За деньгами Лейб решил обратиться к дяде Велвлу, маминому младшему брату. У дяди своя лавка в Жмеринке, следовательно, долго объяснять не придется. Кроме того, дядя всегда хорошо к нему относился. Так что отказать не должен.
Явившись к дяде, Лейб рассказал о своих намерениях и назвал сумму. Пообещал, что все вернет через год. Разумеется, с процентами. Выслушав племянника, дядя озадаченно почесал затылок. Он думал, что после гибели сестры и ее мужа ответственность за их детей ляжет на него. Их дом и лавку в Райгороде он решил продать, Лейба намеревался пристроить к делу, в собственную лавку. Что же до Нохума и Леи, он будет их учить, как учит собственных дочерей. Заодно Лея поможет им ухаживать за годовалым Арончиком. Они с женой уже все обсудили и спланировали, даже комнату приготовили. А тут такой неожиданный поворот
Тебе ж только шестнадцать! сказал дядя. Как ты справишься?!
Семнадцать! уточнил Лейб. Справлюсь! Меня папа научил. У меня даже план есть!
Ты ж понимаешь!.. повел дядя бровью и потребовал изложить план.
Когда Лейб закончил рассказ, дядя озадаченно хмыкнул и опять почесал затылок. Беззвучно шевеля губами, произвел в уме собственные расчеты. После чего, ни слова не говоря, вышел и через несколько минут вернулся с деньгами. Прокашлявшись, сказал:
За год не успеешь. Чтоб такое окупить, года два нужно, а то и все три. Потом помолчал и, будто решившись на что-то важное, спросил: Зачем тебе это? Ты же способный, ты учиться можешь На техника или даже на инженера. Торговля это такое дело Если начнешь, обратной дороги уже не будет. Это на всю жизнь
Я решил! твердо ответил Лейб.
Тогда дядя цокнул языком, послюнявил пальцы и стал считать деньги. Отсчитал вдвое больше, чем просил племянник. Положив на стол пачку ассигнаций, сказал:
В добрый час! Действуй. И еще За сроки, проценты и прочее не думай. Торгуй с Божьей помощью, а там видно будет
Лейб потратил деньги толково. Нанял двух работников и отремонтировал помещение. Пригласил столяра-краснодеревщика и восстановил мебель. Поехал на ярмарку в Мурафу и приобрел инвентарь, счеты и старую, но рабочую кассу. Объехав соседние села, закупил первый товар. Накануне открытия приколотил над дверью табличку. На ней черной масляной краской было написано: «Лейбъ Гройсманъ. Фрукты и овощи. Постное масло».

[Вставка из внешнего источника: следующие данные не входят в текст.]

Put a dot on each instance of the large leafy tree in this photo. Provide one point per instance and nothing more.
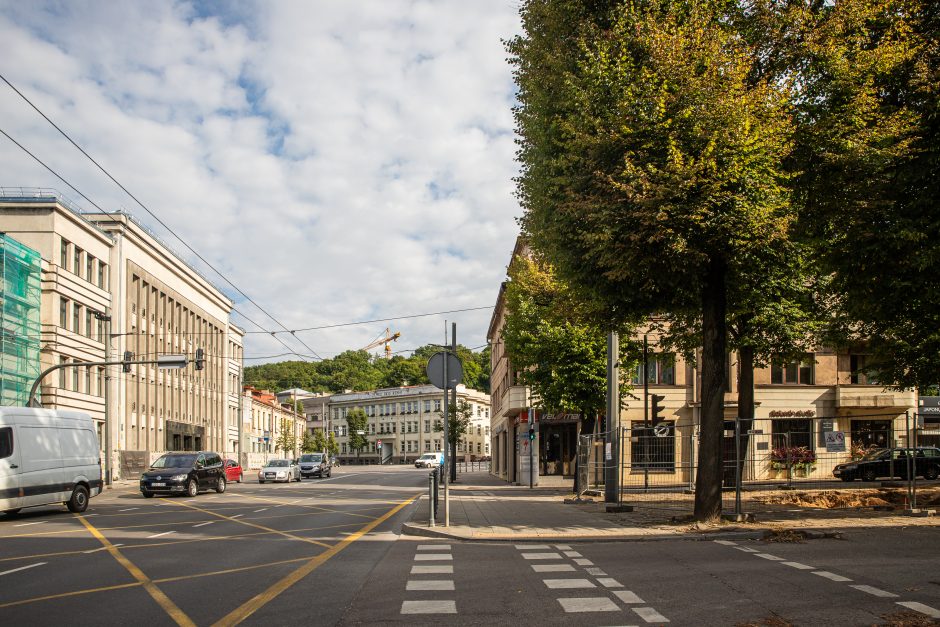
(652, 168)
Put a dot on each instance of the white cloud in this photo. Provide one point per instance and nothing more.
(338, 161)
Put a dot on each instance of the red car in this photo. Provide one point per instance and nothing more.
(233, 471)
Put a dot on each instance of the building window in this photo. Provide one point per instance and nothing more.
(64, 257)
(794, 372)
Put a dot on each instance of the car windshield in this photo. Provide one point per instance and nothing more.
(174, 461)
(874, 455)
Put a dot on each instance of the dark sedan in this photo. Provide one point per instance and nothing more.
(890, 463)
(184, 473)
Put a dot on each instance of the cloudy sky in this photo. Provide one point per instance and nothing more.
(338, 161)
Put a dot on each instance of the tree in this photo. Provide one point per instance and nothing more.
(357, 421)
(287, 441)
(562, 359)
(457, 425)
(653, 168)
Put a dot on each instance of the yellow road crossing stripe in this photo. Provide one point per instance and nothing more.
(162, 600)
(260, 600)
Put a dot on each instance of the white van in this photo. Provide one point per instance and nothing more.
(47, 456)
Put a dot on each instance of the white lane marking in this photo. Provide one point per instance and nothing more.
(553, 568)
(428, 607)
(444, 584)
(911, 605)
(7, 572)
(594, 604)
(433, 557)
(443, 569)
(627, 597)
(650, 615)
(875, 591)
(542, 556)
(568, 583)
(101, 548)
(799, 566)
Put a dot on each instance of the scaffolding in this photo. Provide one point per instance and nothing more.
(20, 296)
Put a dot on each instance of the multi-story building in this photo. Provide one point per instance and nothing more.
(109, 286)
(797, 403)
(403, 423)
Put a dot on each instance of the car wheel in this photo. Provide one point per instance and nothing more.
(79, 501)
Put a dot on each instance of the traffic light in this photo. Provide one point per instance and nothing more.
(655, 408)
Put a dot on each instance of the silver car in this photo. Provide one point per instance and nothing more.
(279, 470)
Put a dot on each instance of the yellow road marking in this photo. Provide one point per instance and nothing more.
(162, 600)
(260, 600)
(256, 526)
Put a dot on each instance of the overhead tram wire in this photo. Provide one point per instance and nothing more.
(109, 214)
(159, 221)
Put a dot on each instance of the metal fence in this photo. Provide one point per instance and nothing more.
(768, 470)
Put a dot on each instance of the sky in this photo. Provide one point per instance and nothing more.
(338, 161)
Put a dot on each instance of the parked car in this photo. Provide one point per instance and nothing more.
(315, 465)
(47, 456)
(430, 460)
(279, 470)
(892, 462)
(233, 471)
(184, 473)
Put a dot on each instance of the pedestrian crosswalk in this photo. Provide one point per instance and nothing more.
(597, 586)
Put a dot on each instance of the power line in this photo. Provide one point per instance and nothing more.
(145, 208)
(109, 214)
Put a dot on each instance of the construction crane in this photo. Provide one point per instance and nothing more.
(387, 339)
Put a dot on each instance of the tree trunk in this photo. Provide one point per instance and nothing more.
(745, 400)
(714, 343)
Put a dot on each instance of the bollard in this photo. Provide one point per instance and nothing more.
(430, 499)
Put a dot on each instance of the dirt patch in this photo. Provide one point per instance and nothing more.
(853, 499)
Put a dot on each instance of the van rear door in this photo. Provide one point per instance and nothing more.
(9, 470)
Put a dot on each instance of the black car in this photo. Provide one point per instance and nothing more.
(892, 462)
(315, 465)
(184, 473)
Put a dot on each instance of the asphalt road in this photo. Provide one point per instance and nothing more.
(327, 552)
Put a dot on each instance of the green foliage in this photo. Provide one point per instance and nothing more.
(357, 421)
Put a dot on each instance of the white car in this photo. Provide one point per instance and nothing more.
(279, 470)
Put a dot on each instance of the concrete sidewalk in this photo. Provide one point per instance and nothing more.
(483, 507)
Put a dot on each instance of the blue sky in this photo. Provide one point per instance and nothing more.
(339, 161)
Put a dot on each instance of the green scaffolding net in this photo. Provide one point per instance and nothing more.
(20, 296)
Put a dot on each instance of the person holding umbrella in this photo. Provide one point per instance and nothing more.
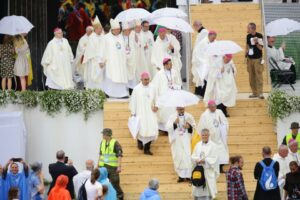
(7, 62)
(180, 128)
(221, 83)
(21, 64)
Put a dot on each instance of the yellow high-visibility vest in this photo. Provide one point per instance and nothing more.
(290, 136)
(108, 156)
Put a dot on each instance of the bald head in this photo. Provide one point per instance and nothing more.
(197, 25)
(89, 164)
(283, 151)
(266, 151)
(89, 30)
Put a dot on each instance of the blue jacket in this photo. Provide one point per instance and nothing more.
(103, 179)
(149, 194)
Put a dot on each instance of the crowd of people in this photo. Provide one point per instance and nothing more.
(278, 177)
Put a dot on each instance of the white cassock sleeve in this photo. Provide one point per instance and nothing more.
(132, 102)
(48, 56)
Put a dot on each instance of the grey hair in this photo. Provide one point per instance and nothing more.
(281, 147)
(89, 28)
(153, 184)
(253, 25)
(197, 22)
(205, 130)
(60, 154)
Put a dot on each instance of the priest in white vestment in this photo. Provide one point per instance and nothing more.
(138, 55)
(202, 32)
(205, 154)
(200, 63)
(293, 150)
(147, 43)
(215, 121)
(180, 129)
(167, 78)
(284, 159)
(81, 47)
(175, 55)
(114, 58)
(165, 46)
(143, 106)
(93, 58)
(131, 68)
(221, 84)
(81, 177)
(57, 62)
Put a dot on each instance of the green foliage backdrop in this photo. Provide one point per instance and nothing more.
(52, 101)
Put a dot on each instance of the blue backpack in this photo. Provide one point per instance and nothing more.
(268, 179)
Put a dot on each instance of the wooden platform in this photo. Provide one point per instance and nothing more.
(230, 22)
(250, 130)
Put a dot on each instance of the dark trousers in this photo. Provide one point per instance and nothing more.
(114, 178)
(146, 147)
(223, 108)
(201, 90)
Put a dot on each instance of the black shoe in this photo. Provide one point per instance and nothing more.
(180, 180)
(148, 153)
(187, 180)
(140, 146)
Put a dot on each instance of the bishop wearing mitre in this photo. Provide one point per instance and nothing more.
(93, 71)
(57, 62)
(114, 62)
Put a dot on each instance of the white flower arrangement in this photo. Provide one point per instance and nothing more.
(52, 101)
(281, 104)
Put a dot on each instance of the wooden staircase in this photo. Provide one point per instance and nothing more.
(250, 130)
(230, 21)
(250, 126)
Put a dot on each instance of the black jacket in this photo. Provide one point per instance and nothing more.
(260, 194)
(59, 168)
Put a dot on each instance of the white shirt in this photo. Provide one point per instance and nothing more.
(93, 190)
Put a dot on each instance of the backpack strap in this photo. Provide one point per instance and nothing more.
(272, 163)
(262, 164)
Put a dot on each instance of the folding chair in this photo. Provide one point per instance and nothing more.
(280, 76)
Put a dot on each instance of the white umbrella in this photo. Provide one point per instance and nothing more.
(14, 25)
(133, 14)
(174, 24)
(282, 26)
(168, 12)
(177, 98)
(223, 47)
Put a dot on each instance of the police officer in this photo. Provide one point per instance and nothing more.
(110, 157)
(293, 135)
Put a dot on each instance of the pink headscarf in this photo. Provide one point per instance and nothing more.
(145, 75)
(56, 30)
(166, 60)
(229, 56)
(212, 32)
(211, 102)
(161, 30)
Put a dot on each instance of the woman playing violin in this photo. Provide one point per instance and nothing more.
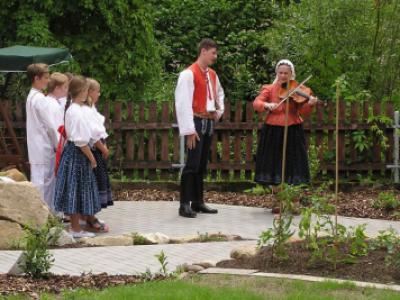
(269, 152)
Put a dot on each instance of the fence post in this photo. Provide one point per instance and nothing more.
(395, 165)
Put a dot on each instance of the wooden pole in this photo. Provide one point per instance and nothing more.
(337, 155)
(285, 134)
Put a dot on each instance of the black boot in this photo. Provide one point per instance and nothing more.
(186, 211)
(201, 207)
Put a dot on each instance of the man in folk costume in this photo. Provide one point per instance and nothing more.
(199, 102)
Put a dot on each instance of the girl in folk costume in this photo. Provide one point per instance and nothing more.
(100, 153)
(76, 188)
(199, 102)
(269, 152)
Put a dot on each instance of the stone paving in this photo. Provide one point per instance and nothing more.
(147, 217)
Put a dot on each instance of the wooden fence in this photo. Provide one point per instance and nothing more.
(145, 141)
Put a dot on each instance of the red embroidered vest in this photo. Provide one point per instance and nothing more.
(200, 88)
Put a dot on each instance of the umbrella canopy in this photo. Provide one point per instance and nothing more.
(18, 58)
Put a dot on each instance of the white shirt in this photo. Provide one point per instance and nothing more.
(96, 124)
(54, 119)
(41, 129)
(62, 101)
(184, 101)
(76, 125)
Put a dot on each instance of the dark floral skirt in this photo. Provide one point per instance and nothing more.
(76, 188)
(102, 179)
(269, 156)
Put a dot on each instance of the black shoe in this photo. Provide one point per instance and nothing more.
(186, 211)
(201, 207)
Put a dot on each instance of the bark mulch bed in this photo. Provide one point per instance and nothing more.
(56, 284)
(351, 204)
(371, 268)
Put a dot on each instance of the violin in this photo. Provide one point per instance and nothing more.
(300, 95)
(296, 92)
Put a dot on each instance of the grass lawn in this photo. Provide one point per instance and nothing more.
(228, 287)
(274, 288)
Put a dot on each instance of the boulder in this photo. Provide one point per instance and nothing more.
(20, 204)
(60, 237)
(244, 251)
(15, 175)
(10, 233)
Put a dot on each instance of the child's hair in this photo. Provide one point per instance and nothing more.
(206, 44)
(69, 75)
(93, 84)
(77, 85)
(56, 79)
(34, 70)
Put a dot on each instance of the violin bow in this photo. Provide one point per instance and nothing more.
(294, 90)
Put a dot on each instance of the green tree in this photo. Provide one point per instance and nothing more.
(112, 41)
(237, 26)
(360, 39)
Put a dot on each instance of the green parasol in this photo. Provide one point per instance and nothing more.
(18, 58)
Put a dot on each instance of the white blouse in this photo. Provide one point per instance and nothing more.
(184, 102)
(76, 125)
(100, 120)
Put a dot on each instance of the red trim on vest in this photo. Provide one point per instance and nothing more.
(200, 87)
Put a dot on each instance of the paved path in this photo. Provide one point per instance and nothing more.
(146, 217)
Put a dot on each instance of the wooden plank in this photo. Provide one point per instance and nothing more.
(249, 138)
(152, 139)
(342, 137)
(130, 145)
(377, 149)
(331, 132)
(225, 138)
(141, 140)
(238, 140)
(389, 134)
(165, 138)
(319, 139)
(354, 119)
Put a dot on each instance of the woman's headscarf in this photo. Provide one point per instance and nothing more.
(285, 62)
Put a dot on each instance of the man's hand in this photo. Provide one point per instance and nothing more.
(313, 100)
(191, 140)
(270, 106)
(105, 153)
(93, 163)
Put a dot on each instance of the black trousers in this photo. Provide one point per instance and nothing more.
(196, 163)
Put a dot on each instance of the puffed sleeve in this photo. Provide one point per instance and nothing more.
(100, 119)
(77, 126)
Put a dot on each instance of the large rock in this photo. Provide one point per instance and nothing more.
(60, 237)
(10, 233)
(15, 175)
(244, 251)
(20, 204)
(119, 240)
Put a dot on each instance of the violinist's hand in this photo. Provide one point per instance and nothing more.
(270, 106)
(313, 100)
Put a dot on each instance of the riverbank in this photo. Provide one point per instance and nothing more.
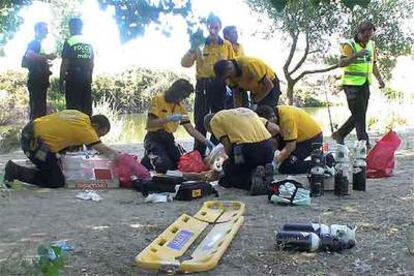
(106, 236)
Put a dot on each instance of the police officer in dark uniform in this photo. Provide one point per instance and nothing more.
(37, 61)
(76, 70)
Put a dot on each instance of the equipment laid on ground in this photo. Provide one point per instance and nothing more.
(288, 192)
(317, 172)
(359, 175)
(342, 171)
(314, 236)
(165, 253)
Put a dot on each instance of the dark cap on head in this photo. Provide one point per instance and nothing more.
(75, 25)
(228, 29)
(39, 25)
(212, 18)
(101, 121)
(207, 120)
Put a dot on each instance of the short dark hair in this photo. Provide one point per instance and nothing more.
(75, 25)
(365, 26)
(207, 120)
(39, 25)
(101, 121)
(220, 68)
(212, 18)
(265, 111)
(228, 29)
(181, 85)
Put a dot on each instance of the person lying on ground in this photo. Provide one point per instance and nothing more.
(298, 131)
(250, 74)
(247, 143)
(166, 112)
(44, 138)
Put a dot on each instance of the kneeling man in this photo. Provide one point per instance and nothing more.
(166, 112)
(248, 145)
(44, 138)
(298, 132)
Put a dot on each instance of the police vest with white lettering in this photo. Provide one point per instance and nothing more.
(359, 71)
(81, 48)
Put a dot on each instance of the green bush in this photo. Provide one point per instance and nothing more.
(130, 90)
(13, 97)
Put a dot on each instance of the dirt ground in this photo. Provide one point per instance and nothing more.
(107, 235)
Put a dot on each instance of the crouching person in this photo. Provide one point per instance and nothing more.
(44, 138)
(166, 112)
(298, 132)
(248, 145)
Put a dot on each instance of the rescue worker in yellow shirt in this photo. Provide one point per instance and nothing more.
(248, 145)
(298, 131)
(359, 60)
(210, 92)
(166, 112)
(230, 33)
(44, 138)
(250, 74)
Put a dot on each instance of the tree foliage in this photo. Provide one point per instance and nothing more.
(314, 23)
(134, 16)
(9, 19)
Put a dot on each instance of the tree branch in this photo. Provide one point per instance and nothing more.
(304, 73)
(305, 55)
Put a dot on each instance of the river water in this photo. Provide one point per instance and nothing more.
(134, 127)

Полюбовавшись, Лейб вспомнил надпись на двери одной одесской лавки, той, что была напротив фотоателье Ронеса. После чего сбегал в сарай, принес краску и кисть и аккуратно дописал: «Филиалов не имею».
Потом он прикрепил на дверной косяк мезузу и повесил на прежнее место покрытое новым стеклом их семейное фото.
На следующее утро, ровно в восемь, Лейб распахнул дверь лавки, встал за прилавок и приготовился встречать покупателей. Взволнованные Нохум и Лея стояли по обе стороны от брата. Нохум для солидности надел кепку. Так как Лею не было видно из-за прилавка, ее поставили на перевернутый ящик.
Открылась лавка в октябре 1917 года.
Не прошло и двух недель, как в Райгороде обсуждали две новости: «Вы уже слышали за революцию?» спрашивали одни. «Я вас умоляю!» отмахивались другие. «Как это нас касается?! добавляли третьи. Это там, далеко, в Петербурге, в Москве А вот то, что молодой Гройсман лавку восстановил, это, таки да, новость!»
Но вскоре о революции написали в газетах. А газетам привыкли верить. Да и слухи докатились. Революцию стали обсуждать в домах, на улице, в синагоге, на базаре. Слово это произносили с разными оттенками чувств: полного равнодушия, сдержанного интереса, бурной радости, безотчетной тревоги. Люди в Райгороде знали, чем грозит денежная реформа или повышение налогов. Представляли, что делать при наводнениях, засухе или пожаре. Умели справляться с последствиями неурожаев. Даже пережили погром, и, к сожалению, не один. Но что это за диковинная революция никто толком не понимал.